Trump’s former lawyer and fixer, Michael Cohen, confirmed on Thursday that he hired a small tech company to rig online polls in favor of Trump — before the 2016 presidential campaign got started.
The Wall Street Journal first reported on the scheme Thursday morning. According to the report, Cohen paid the company, called RedFinch Solutions, to artificially boost Trump’s poll numbers in a 2014 CNBC online poll ranking the country’s top business leaders, as well as a 2015 Drudge Report poll of potential GOP presidential candidates.
A short time after the Wall Street Journal report was published, Cohen tweeted about the article and confirmed his involvement in the scheme to manipulate online polls, saying he had acted “at the direction of and for the sole benefit of” Trump.
The revelation provides new insight into the Trump campaign’s use of digital deception, as well as its willingness to engage in efforts to manipulate the public in a bid to put Trump in the White House.
And in this incident, as with so many others, the Trump campaign seemed to take a page right out of the Kremlin’s playbook.
Artificially boosting online poll numbers, as Trump allegedly did, may seem somewhat insignificant in its impact. But when used in conjunction with other forms of digital deception and propaganda, rigged polls can contribute to a phenomenon known as “manufactured consensus,” defined as “giving the illusion of significant online popularity in order to build real political support.”

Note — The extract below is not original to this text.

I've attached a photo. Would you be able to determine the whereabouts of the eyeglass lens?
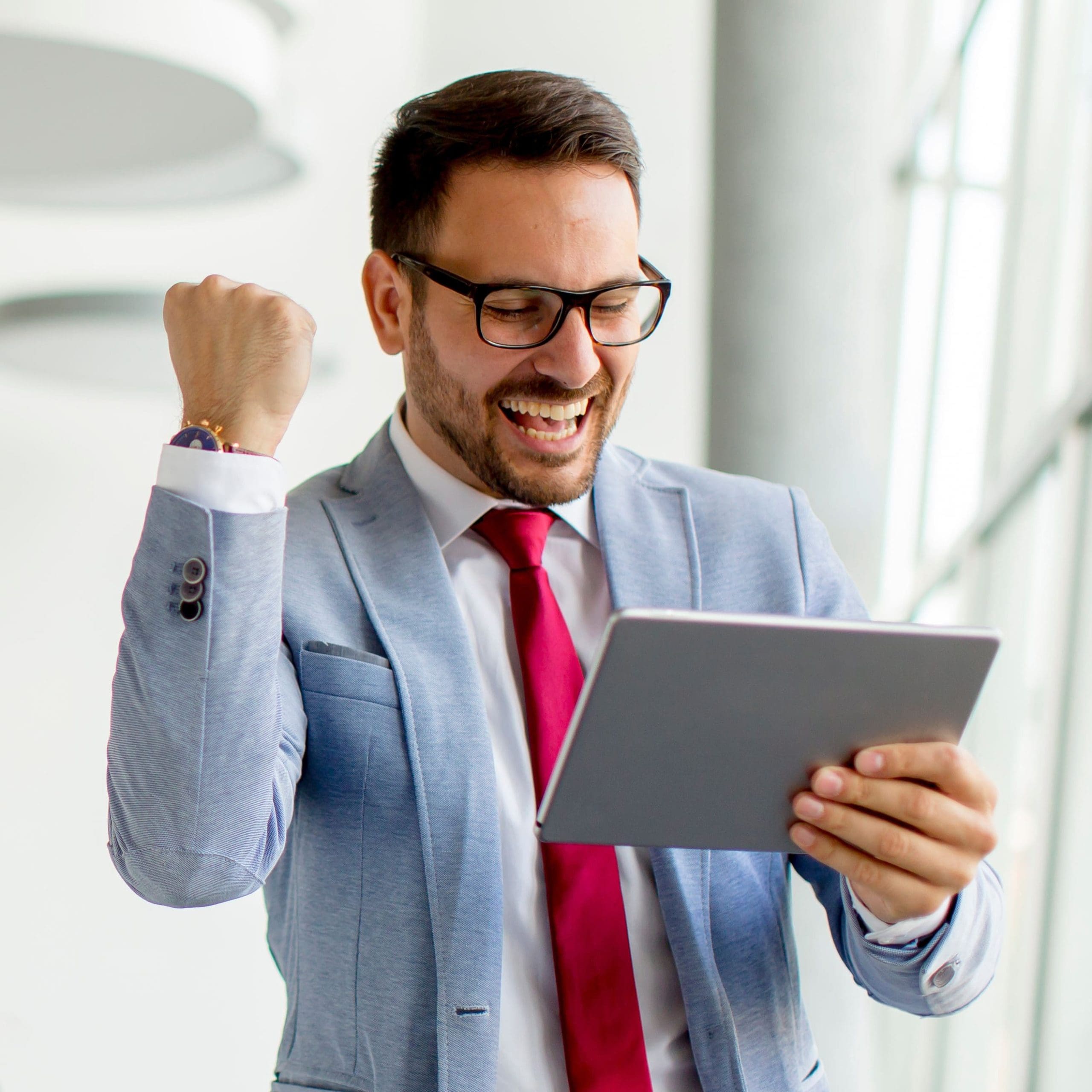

As explained by researchers at the University of Oxford’s Computational Propaganda Project, “This theoretically has the effect of galvanizing political support where this might not previously have happened. To put it simply: the illusion of online support for a candidate can spur actual support through a bandwagon effect.”
Trump clearly knows this — and he has for quite some time. After all, long before he ran for president, Trump invented two fake personas to boost his own public image by calling into radio shows and bragging about himself.

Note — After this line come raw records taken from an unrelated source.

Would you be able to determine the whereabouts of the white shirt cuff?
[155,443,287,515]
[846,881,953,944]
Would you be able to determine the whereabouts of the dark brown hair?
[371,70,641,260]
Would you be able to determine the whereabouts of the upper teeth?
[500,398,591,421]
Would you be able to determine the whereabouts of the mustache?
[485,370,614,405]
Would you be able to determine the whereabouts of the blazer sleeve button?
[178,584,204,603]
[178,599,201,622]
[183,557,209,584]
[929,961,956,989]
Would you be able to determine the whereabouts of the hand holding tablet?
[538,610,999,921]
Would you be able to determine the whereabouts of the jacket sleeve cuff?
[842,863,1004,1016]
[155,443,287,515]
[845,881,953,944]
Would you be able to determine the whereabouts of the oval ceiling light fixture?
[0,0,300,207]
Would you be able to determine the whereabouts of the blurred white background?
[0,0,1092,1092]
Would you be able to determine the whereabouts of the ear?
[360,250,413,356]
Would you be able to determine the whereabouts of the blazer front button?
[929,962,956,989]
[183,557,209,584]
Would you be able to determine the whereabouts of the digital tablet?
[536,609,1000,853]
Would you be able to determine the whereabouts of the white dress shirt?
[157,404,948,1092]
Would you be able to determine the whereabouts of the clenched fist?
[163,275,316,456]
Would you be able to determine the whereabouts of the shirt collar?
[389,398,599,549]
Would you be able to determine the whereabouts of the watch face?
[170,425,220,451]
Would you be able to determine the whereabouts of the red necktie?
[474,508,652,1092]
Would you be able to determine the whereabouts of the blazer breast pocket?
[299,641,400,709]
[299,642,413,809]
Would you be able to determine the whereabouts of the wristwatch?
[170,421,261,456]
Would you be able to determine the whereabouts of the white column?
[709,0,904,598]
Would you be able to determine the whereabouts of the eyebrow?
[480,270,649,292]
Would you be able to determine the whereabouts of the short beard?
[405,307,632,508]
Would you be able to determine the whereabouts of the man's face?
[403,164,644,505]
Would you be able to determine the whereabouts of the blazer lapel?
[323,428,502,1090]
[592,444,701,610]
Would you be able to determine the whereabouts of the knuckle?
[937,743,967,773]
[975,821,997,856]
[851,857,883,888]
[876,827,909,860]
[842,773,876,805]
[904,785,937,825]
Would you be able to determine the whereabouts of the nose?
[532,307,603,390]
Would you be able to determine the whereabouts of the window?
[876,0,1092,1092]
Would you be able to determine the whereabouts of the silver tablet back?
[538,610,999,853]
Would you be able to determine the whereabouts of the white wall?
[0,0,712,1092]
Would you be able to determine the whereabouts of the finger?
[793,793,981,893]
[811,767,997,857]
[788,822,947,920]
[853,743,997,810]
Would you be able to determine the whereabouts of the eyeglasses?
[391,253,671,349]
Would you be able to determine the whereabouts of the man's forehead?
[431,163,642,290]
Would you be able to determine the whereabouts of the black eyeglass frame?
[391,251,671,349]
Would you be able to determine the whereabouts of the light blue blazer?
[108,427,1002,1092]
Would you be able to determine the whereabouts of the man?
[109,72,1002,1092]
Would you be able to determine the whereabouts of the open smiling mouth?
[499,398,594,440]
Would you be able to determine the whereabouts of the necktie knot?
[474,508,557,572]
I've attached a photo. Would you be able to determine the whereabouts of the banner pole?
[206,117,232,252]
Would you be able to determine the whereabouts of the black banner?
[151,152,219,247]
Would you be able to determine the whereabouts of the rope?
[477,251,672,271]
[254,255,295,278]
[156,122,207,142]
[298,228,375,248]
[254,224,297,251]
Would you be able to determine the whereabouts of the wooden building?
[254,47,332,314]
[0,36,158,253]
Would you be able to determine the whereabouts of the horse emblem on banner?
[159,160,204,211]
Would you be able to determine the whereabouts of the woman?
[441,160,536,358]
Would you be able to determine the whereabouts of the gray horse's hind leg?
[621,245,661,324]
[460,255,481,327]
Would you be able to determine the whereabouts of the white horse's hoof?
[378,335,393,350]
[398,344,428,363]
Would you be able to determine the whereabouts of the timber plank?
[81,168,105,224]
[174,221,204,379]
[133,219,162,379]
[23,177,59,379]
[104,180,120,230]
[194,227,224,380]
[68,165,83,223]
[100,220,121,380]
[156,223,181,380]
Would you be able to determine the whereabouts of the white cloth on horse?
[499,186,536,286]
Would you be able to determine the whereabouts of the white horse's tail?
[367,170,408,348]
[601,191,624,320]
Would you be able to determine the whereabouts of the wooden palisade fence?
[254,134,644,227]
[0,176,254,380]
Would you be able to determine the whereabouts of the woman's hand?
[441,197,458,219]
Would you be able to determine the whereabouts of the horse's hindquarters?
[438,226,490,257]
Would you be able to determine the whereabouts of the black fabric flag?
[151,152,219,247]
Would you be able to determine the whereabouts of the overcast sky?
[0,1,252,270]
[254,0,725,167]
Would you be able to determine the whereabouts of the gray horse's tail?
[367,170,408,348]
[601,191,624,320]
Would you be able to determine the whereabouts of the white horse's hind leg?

Manufacturing consensus, which can be achieved through a variety of means on social media and other platforms, is also central to the disinformation operations used by the Kremlin at home and abroad.
Russian President Vladimir Putin has been known to rig public opinion polls in his favor, and the Kremlin often uses manipulated polls to influence public sentiment on issues that are important to the government.
While the latest revelation only pertains to two online polls, it’s not yet known if the campaign made other efforts to rig polls — and whether those efforts were larger and more successful. Manipulating online polls is frighteningly easy, aided by a black market that facilitates the sale of online votes.